Head of government of Bengal Province in British India

The prime minister of Bengal was the head of government of Bengal Province and the Leader of the House in the Bengal Legislative Assembly in British India. The position was dissolved upon the Partition of Bengal during the partition of India in 1947.

==History==
The office was created under the Government of India Act 1935, which granted Bengal a bicameral legislature, including the Bengal Legislative Council and the Bengal Legislative Assembly. The prime minister was in charge of the executive branch. The prime minister of Bengal played an important role in pan-Indian politics, including proclaiming the Lahore Resolution and dealing with Japanese attacks during World War II.

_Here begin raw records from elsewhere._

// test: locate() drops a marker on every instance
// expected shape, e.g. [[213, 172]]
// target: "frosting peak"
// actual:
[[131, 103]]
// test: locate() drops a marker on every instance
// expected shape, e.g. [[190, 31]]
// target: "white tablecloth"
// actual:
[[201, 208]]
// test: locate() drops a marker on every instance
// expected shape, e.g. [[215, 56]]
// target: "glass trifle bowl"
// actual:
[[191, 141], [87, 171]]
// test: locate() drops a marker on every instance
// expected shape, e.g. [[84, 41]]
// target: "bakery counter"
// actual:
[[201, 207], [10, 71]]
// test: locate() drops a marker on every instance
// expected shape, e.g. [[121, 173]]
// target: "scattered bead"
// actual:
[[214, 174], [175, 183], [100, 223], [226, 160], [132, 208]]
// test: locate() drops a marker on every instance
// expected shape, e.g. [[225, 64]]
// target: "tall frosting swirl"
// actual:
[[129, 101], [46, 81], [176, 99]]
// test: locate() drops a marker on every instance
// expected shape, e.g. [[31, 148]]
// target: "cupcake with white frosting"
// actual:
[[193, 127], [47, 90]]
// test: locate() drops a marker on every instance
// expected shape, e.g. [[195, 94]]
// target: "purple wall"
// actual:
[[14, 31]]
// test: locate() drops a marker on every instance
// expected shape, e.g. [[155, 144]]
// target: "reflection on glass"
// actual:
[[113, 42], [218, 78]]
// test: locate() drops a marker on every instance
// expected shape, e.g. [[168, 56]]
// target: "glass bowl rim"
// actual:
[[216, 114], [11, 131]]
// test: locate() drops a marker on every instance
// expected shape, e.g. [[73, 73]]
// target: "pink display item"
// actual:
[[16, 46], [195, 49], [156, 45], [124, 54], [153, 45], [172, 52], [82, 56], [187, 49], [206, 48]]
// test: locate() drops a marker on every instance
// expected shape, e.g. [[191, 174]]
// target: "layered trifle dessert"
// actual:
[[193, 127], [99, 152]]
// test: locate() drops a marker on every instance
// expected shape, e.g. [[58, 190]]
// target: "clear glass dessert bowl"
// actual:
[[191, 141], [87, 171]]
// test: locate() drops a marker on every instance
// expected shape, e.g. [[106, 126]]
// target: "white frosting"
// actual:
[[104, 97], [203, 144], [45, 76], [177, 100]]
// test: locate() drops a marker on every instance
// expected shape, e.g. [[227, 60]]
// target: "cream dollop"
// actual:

The Congress party boycotted the office due to its anti-British policy. The office was held by three Muslims. The first premier was A. K. Fazlul Huq, the leader of the anti-feudalist Krishak Praja Party. Huq formed his first government with the All India Muslim League in 1937. The League withdrew support in 1941, after which Huq forged a coalition with the Hindu Mahasabha led by Syama Prasad Mukherjee. The Huq-Syama coalition lasted till 1943. Huq was succeeded by a Muslim League ministry led by Sir Khawaja Nazimuddin. A conservative figure, the Nazimuddin ministry lasted till 1945, when governor's rule was imposed. The next election saw H. S. Suhrawardy lead the Muslim League to a majority. Suhrawardy sought an undivided Bengal with support from Hindu leaders and the British governor; but faced challenges like the Noakhali riots, Direct Action Day and the idea was also rejected by the All India Congress party who called for partitioning of Bengal.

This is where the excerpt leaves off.